2 bunches kale, washed, dried and chopped
1/2 medium red onion, chopped
1 medium apple, seeded and chopped
2 teaspoons garlic, minced
2 teaspoons fresh ginger, peeled and grated
1 whole, ripe avocado, peeled and chopped
2 tablespoons fresh lemon juice
2 tablespoons olive oil
2 teaspoons Tamari soy sauce or Bragg's Amino Acids
1/2 cup raw cashews, chopped
Wash, de-stem and chop kale; place in large bowl. Add lemon juice and avocado, and with your hands mix together until the avocado is smooth. Add the remaining ingredients and mix well. Serve immediately.

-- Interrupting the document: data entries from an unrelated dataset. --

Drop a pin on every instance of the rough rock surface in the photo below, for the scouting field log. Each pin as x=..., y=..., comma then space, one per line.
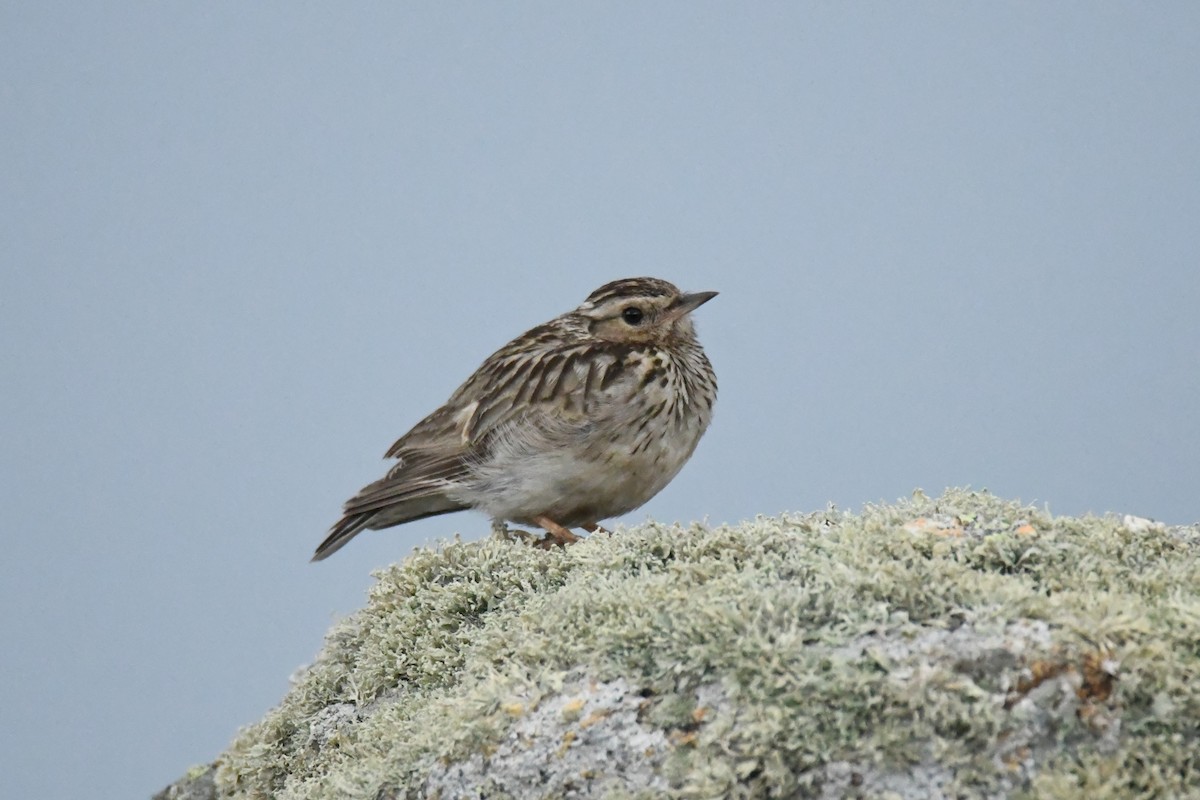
x=960, y=647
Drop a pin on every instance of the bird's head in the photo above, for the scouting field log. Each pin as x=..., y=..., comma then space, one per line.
x=641, y=310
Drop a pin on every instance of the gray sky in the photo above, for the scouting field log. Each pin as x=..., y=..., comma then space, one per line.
x=245, y=247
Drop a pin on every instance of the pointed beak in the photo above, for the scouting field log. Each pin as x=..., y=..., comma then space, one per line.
x=690, y=302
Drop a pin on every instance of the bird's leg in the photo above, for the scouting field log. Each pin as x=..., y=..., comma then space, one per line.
x=501, y=528
x=555, y=533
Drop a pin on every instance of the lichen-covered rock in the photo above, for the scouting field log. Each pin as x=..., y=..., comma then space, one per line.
x=958, y=647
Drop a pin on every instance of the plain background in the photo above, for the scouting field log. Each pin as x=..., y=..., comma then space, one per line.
x=247, y=246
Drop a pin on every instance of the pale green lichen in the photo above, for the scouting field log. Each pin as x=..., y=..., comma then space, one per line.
x=959, y=647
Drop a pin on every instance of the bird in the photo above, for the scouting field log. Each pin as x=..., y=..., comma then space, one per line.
x=577, y=420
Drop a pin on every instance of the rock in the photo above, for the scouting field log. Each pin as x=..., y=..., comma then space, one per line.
x=959, y=647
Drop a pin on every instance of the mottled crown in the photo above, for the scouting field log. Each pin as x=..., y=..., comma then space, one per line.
x=633, y=288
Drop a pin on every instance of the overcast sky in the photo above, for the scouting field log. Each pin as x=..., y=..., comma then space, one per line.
x=246, y=246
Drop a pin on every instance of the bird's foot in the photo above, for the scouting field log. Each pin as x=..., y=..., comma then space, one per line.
x=501, y=529
x=556, y=535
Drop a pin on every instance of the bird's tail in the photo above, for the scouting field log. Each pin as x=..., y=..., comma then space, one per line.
x=354, y=522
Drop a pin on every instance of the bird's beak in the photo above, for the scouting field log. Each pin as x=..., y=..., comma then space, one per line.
x=688, y=304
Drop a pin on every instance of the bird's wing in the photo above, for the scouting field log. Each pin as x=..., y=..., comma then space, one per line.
x=519, y=383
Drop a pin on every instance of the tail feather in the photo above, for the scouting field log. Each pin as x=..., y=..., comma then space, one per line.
x=353, y=523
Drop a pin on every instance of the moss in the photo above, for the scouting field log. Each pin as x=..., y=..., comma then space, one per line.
x=963, y=644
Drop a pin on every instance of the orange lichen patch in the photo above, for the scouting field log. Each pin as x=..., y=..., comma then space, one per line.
x=682, y=738
x=1099, y=672
x=939, y=528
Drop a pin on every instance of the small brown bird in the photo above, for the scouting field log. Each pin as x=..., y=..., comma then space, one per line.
x=580, y=419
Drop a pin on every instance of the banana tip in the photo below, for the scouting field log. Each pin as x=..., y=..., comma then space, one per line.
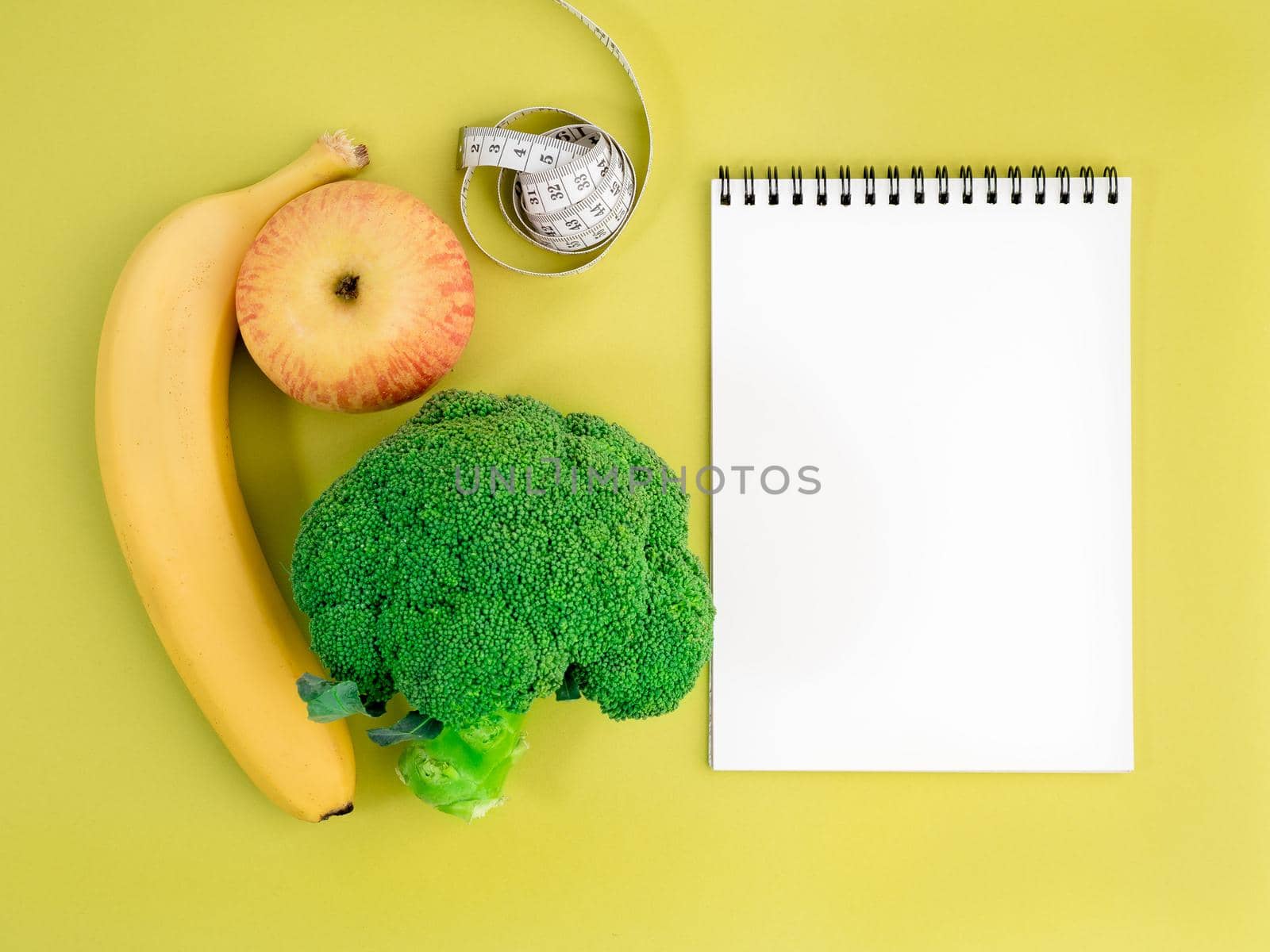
x=353, y=155
x=338, y=812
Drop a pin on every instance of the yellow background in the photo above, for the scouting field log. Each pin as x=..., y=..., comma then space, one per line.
x=124, y=823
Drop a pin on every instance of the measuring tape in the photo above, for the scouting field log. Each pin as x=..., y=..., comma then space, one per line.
x=575, y=187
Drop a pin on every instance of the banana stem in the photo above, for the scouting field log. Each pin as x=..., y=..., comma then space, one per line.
x=333, y=156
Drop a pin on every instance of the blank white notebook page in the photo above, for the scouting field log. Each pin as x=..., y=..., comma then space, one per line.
x=956, y=596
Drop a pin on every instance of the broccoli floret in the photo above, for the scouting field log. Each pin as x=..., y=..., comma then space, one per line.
x=492, y=546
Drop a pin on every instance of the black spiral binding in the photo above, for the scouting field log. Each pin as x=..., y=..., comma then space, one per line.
x=918, y=175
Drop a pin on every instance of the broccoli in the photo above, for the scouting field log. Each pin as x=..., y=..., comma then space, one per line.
x=489, y=552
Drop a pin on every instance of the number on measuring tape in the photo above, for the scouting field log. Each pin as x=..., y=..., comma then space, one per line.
x=575, y=186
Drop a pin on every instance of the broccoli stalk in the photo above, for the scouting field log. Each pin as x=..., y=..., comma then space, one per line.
x=489, y=552
x=461, y=771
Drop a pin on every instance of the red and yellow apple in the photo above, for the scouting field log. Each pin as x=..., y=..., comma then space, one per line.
x=355, y=298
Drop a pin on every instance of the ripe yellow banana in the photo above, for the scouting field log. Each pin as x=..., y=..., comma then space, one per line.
x=163, y=443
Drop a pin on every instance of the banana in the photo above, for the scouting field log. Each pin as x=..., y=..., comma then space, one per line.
x=163, y=443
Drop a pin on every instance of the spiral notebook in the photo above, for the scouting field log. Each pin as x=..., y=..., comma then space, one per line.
x=921, y=497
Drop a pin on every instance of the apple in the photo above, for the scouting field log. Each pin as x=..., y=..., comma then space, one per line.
x=355, y=296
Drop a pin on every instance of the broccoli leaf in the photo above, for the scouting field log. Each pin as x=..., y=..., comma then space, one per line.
x=569, y=689
x=413, y=727
x=329, y=701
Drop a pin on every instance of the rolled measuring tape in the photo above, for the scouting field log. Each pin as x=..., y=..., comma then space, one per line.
x=575, y=188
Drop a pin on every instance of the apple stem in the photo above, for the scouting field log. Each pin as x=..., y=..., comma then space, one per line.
x=346, y=289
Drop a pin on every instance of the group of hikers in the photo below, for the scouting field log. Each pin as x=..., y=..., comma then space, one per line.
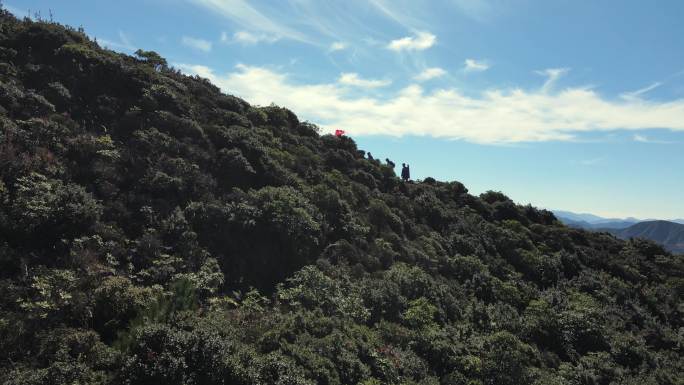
x=405, y=170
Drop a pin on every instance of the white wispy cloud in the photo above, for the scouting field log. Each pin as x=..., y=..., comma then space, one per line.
x=337, y=46
x=123, y=43
x=472, y=65
x=644, y=139
x=420, y=41
x=495, y=116
x=636, y=94
x=195, y=43
x=401, y=12
x=552, y=75
x=248, y=17
x=430, y=73
x=250, y=38
x=353, y=79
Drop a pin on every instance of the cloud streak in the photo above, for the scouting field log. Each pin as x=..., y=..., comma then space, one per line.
x=419, y=42
x=430, y=73
x=353, y=79
x=552, y=75
x=250, y=38
x=472, y=65
x=493, y=117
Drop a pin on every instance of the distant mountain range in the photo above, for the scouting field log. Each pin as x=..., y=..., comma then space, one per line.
x=670, y=234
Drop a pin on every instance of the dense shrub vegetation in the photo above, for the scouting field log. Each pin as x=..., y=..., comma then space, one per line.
x=156, y=231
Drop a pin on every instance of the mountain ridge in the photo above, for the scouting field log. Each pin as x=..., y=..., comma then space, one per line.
x=156, y=230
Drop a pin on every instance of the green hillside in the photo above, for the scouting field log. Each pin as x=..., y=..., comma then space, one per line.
x=669, y=234
x=156, y=231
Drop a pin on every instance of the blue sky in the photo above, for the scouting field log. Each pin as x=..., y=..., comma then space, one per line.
x=565, y=104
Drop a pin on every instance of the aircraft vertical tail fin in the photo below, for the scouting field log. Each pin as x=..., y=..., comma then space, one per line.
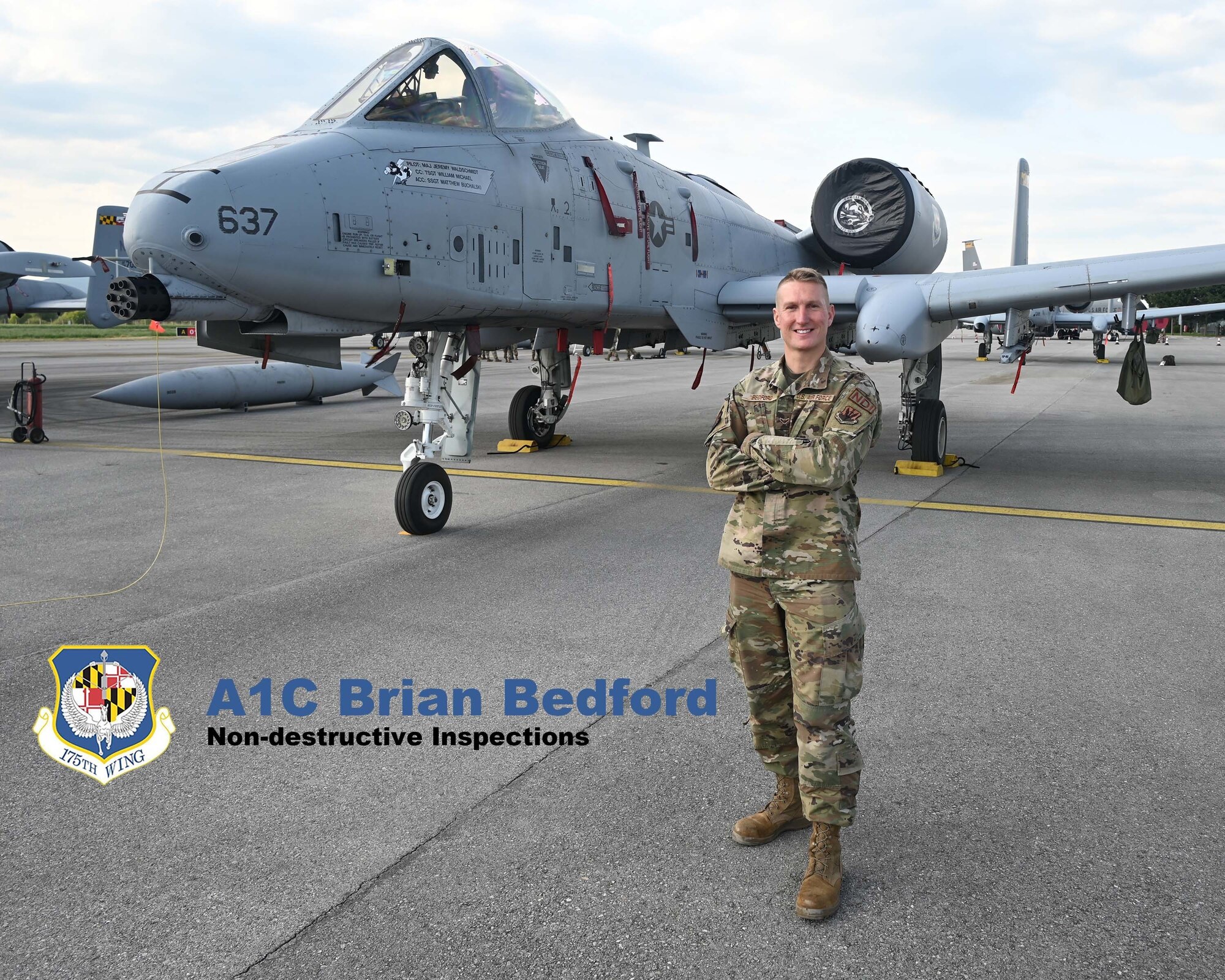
x=108, y=257
x=1021, y=216
x=971, y=257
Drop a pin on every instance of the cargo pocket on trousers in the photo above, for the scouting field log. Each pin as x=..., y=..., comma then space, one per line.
x=850, y=759
x=842, y=669
x=729, y=630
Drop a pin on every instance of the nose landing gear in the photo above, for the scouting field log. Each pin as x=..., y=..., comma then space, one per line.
x=445, y=406
x=423, y=498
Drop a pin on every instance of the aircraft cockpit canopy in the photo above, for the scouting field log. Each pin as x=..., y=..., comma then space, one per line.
x=371, y=81
x=451, y=85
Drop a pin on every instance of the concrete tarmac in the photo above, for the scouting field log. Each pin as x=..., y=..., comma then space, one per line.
x=1042, y=716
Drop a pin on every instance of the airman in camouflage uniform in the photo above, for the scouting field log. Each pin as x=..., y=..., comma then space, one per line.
x=790, y=444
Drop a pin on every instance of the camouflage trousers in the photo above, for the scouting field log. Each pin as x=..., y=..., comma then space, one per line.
x=798, y=646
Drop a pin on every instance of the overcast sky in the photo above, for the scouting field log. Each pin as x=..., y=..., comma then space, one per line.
x=1120, y=111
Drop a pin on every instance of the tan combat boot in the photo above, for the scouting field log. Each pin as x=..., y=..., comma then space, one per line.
x=821, y=889
x=783, y=813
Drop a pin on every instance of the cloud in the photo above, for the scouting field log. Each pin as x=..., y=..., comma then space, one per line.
x=1120, y=110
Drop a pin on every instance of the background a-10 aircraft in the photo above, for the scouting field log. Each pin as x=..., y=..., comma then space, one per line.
x=447, y=195
x=1098, y=317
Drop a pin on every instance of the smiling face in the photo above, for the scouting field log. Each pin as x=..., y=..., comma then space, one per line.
x=803, y=315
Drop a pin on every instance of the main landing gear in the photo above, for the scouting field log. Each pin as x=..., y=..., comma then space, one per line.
x=923, y=424
x=536, y=410
x=440, y=395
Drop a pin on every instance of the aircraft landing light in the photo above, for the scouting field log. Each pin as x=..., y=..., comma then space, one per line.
x=496, y=475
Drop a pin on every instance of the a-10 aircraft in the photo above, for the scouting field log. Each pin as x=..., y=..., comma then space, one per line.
x=26, y=296
x=1099, y=317
x=448, y=195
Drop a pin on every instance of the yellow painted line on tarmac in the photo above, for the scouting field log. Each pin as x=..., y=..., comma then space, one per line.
x=1087, y=516
x=498, y=475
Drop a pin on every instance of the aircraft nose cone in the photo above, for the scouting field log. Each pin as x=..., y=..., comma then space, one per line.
x=173, y=221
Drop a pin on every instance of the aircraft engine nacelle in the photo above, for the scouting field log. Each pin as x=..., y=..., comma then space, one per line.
x=878, y=217
x=7, y=281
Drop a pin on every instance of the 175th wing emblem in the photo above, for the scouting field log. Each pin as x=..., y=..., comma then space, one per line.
x=105, y=723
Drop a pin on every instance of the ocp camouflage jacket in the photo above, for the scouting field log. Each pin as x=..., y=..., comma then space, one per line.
x=792, y=455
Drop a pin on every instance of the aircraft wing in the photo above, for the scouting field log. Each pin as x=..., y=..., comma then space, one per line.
x=897, y=315
x=1157, y=313
x=43, y=264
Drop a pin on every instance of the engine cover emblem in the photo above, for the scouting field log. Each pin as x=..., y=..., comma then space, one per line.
x=853, y=214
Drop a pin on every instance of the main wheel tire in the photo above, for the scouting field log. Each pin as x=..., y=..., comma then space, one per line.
x=521, y=421
x=930, y=432
x=423, y=498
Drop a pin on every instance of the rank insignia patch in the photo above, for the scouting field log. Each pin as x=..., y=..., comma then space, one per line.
x=862, y=400
x=105, y=723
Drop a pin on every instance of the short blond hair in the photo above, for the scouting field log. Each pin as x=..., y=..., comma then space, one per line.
x=804, y=275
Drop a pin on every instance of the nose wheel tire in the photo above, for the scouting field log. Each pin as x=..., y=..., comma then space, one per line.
x=524, y=423
x=930, y=433
x=423, y=498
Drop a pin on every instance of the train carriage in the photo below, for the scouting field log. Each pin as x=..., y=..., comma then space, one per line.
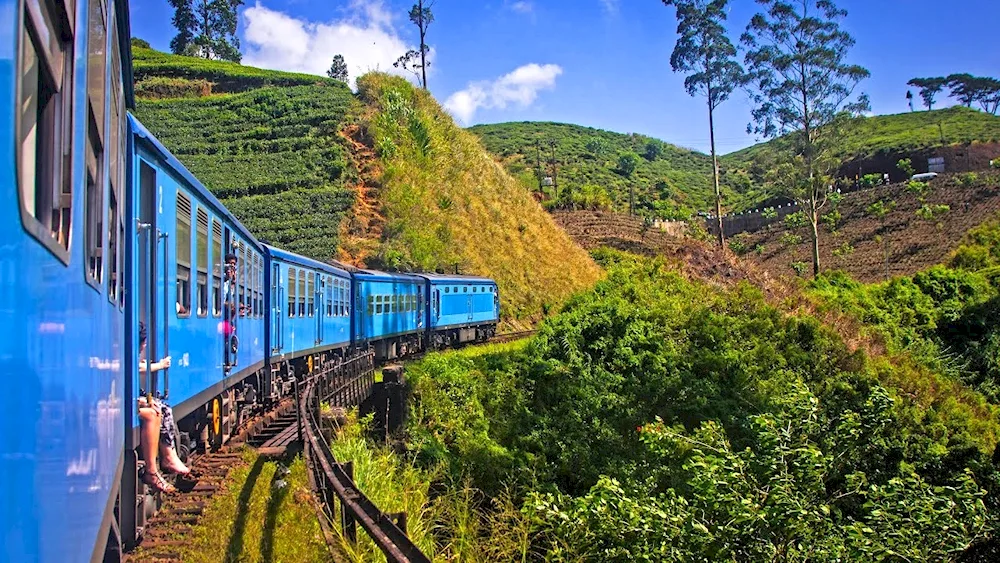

Per Serving: 190 Calories; 15g Fat (66.6 percent calories from fat); 4g Protein; 13g Carbohydrate; 3g Dietary Fiber; 0mg Cholesterol; 127mg Sodium.
Leafy green vegetables are wonder foods. We would all be so much healthier if we ate dark green leafy greens every day. Kale is high in Vitamins K, A and C as well as an excellent source of manganese and dietary fiber. Kale is thought to be protective against certain types of cancer such as lung, colon, bladder, breast and ovarian.
In the summer I slice some beautiful tomatoes and serves this salad on top. I also stuff pita bread with this salad. Delicious!